Cell culture. Mesenteric lymph node (MLN) and spleen cells were isolated, and cells were cultured with medium alone (RPMI 1640 with 10% FCS and penicillin-streptomycin) or with OVA (100 µg/ml) for 72 h. Supernatants were collected for cytokine determination by ELISA (all from eBioscience, San Diego, CA).

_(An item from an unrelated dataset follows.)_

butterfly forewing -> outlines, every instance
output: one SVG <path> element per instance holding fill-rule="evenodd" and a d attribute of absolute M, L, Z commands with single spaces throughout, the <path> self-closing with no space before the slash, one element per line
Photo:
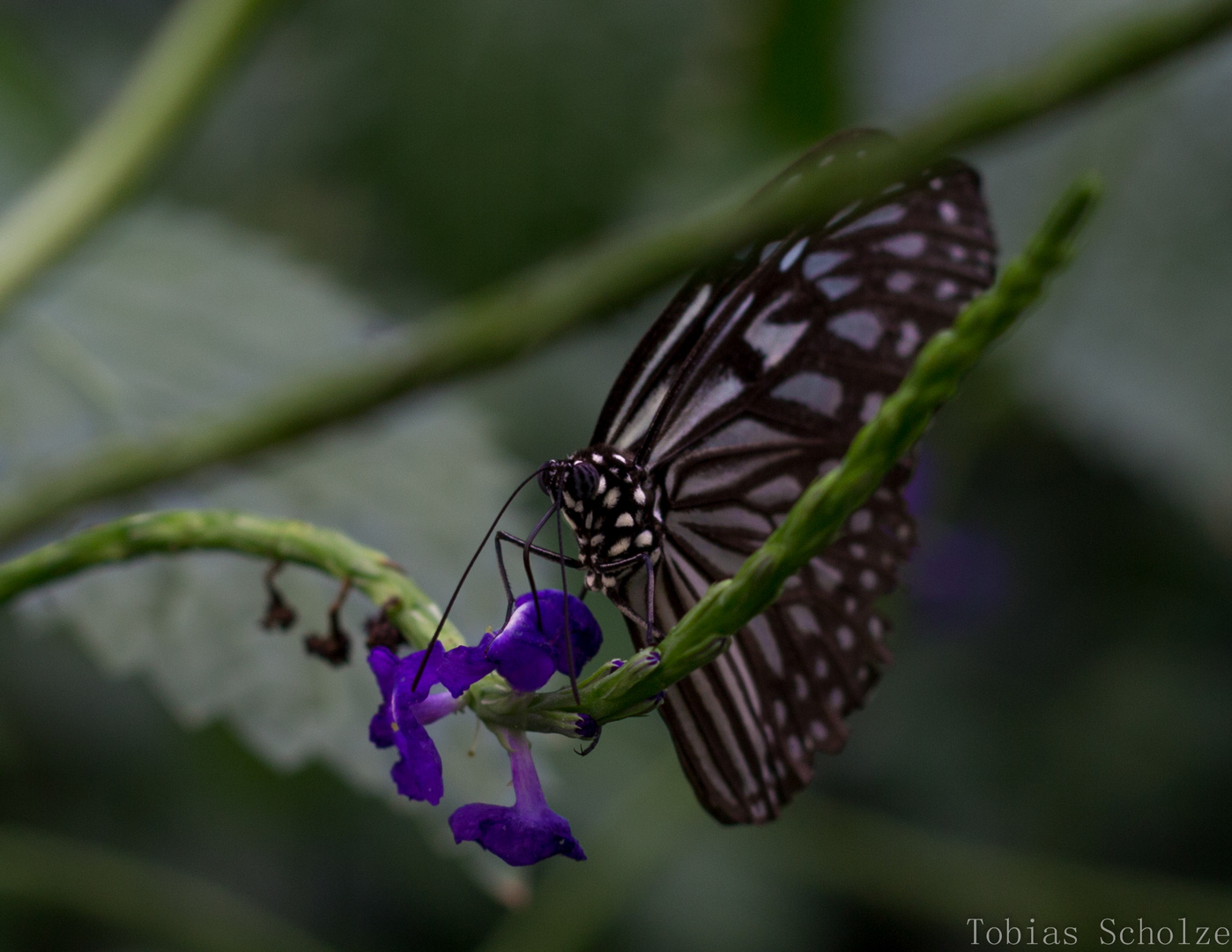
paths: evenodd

RT-PCR. Segments of jejunum (2–3 cm; with Peyer's patches removed) were snap frozen in liquid nitrogen and stored at –80°C before RNA isolation. RNA was isolated with Trizol (Invitrogen, Carlsbad, CA) and DNase treated (Ambion, Austin, TX) to remove contaminating genomic DNA. RNA was reverse transcribed with Superscript II (Invitrogen), and cDNA was amplified in a real-time thermocycler (Applied Biosystems 7900 and 7300) using SYBR green master mix (Invitrogen). Primers are listed in Table 1 (all from Invitrogen). Amplification was performed on RNA isolated from individual mice, and data were normalized with the housekeeping gene GAPDH.

IgE detection. Intestinal lavage fluid was collected immediately after mice were euthanized. The entire small intestine was removed and flushed with 4 ml of PBS containing complete protease inhibitor cocktail (Roche, Indianapolis, IN). Lavage fluid was centrifuged to remove debris and stored at –20°C before measurement of IgE. OVA-specific IgE in intestinal lavage fluid and serum was determined by ELISA. Briefly, plates were coated with monoclonal rat anti-mouse IgE (Pharmingen, San Diego, CA), followed by incubation with serial dilutions of lavage and serum. OVA-specific IgE was detected with DIG-labeled OVA (digoxigenin-labeling kit from Roche), followed by horseradish peroxidase-labeled anti-DIG Fab fragments (Roche).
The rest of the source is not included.